The Department of Veterans Affairs is planning to reduce its work force by more than 80,000 people, according to a memo seen by The New York Times outlining part of President Trump’s escalating efforts to slash the federal bureaucracy.
The memo, which was first reported by the trade publication Government Executive, calls for the department’s work force to go from more than 482,000 workers to 399,957. Some of those cuts could be made by offering early retirement or severance payments, but earlier efforts to entice employees to quit their jobs voluntarily fell short of the stated goal of the Trump administration to drastically reduce the size of the federal work force.
The Department of Veterans Affairs did not respond to requests for comment. Doug Collins, who leads the department, previously denied that services or benefits would be cut under the Trump administration.
The work force reductions would be a major escalation of the downsizing that has already occurred at the Department of Veterans Affairs, which provides health care for military veterans. The Trump administration had already fired more than 2,400 employees at the department — cuts that have led to political pushback from Democrats and even some Republicans.
Democrats denounced the move, noting that aggressive cuts at the department had already impacted some services for veterans and that a law signed by President Biden had significantly expanded the veterans benefits system, requiring more staff.
Senator Richard Blumenthal, the top Democrat on the Veterans’ Affairs Committee, described the plan as a “shameful betrayal,” accusing the Trump administration of “starving” the V.A.’s ability to meet demand to justify privatizing the department.
In addition to its primary mission of providing veterans care and serving as the nation’s backup health care system, the department also oversees some medical research and manages veterans benefits programs — like pensions, banking, home loans, insurance, job training and funding for college degrees. The department also manages the nation’s hallowed military cemeteries and investigates fraud in the veterans benefits system.

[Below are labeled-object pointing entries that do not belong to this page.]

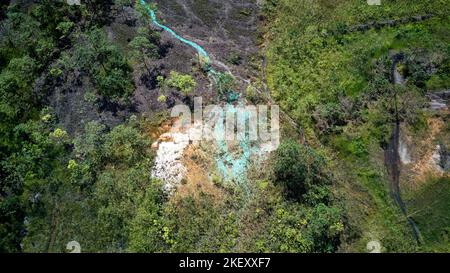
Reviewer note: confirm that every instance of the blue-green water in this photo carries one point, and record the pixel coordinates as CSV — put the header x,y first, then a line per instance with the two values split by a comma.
x,y
200,50
231,168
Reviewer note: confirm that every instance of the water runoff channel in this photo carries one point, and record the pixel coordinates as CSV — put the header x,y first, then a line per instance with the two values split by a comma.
x,y
231,167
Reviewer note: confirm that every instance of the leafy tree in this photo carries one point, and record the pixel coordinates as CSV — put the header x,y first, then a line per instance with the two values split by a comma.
x,y
298,169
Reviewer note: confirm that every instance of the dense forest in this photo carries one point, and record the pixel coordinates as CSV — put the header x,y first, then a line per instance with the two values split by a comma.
x,y
86,92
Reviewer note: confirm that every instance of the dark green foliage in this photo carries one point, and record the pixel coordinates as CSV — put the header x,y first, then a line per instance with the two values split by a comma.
x,y
103,62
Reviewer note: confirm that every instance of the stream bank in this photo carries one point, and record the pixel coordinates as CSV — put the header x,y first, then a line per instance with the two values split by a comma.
x,y
392,154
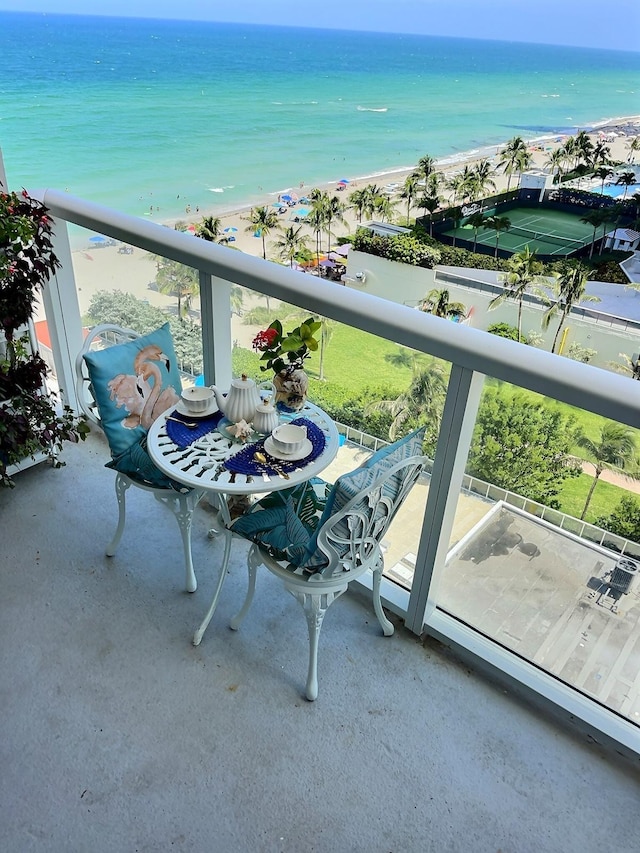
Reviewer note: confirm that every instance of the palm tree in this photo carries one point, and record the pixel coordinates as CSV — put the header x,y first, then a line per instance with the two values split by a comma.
x,y
524,276
434,183
426,166
290,243
175,279
430,203
616,449
421,402
555,161
602,172
209,228
626,179
601,153
570,289
372,192
498,224
315,220
584,147
262,220
410,191
456,185
476,220
436,302
385,208
571,153
514,158
633,145
333,209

Each of those programs and the department’s sprawling health care system employs administrators as well as physicians, nurses, therapists, pharmacists, technicians, clerks, accountants, cemetery groundskeepers and case workers.
It is unclear where the cuts will come from and which programs would be most impacted by the Trump administration order. The department has not yet started an agencywide analysis of the work force to determine whose job should be eliminated, according to the memo, and will have to submit a plan detailing when and where cuts should occur.
Mr. Collins, the secretary of veterans affairs, said last month that 300,000 employees — including operators of the Veteran Crisis Line — had been labeled “mission critical” to “ensure uninterrupted services.” If that designation remains, the 80,000 cuts would have to come from a pool of about 182,000 workers — eliminating about 45 percent of the noncritical work force at the department.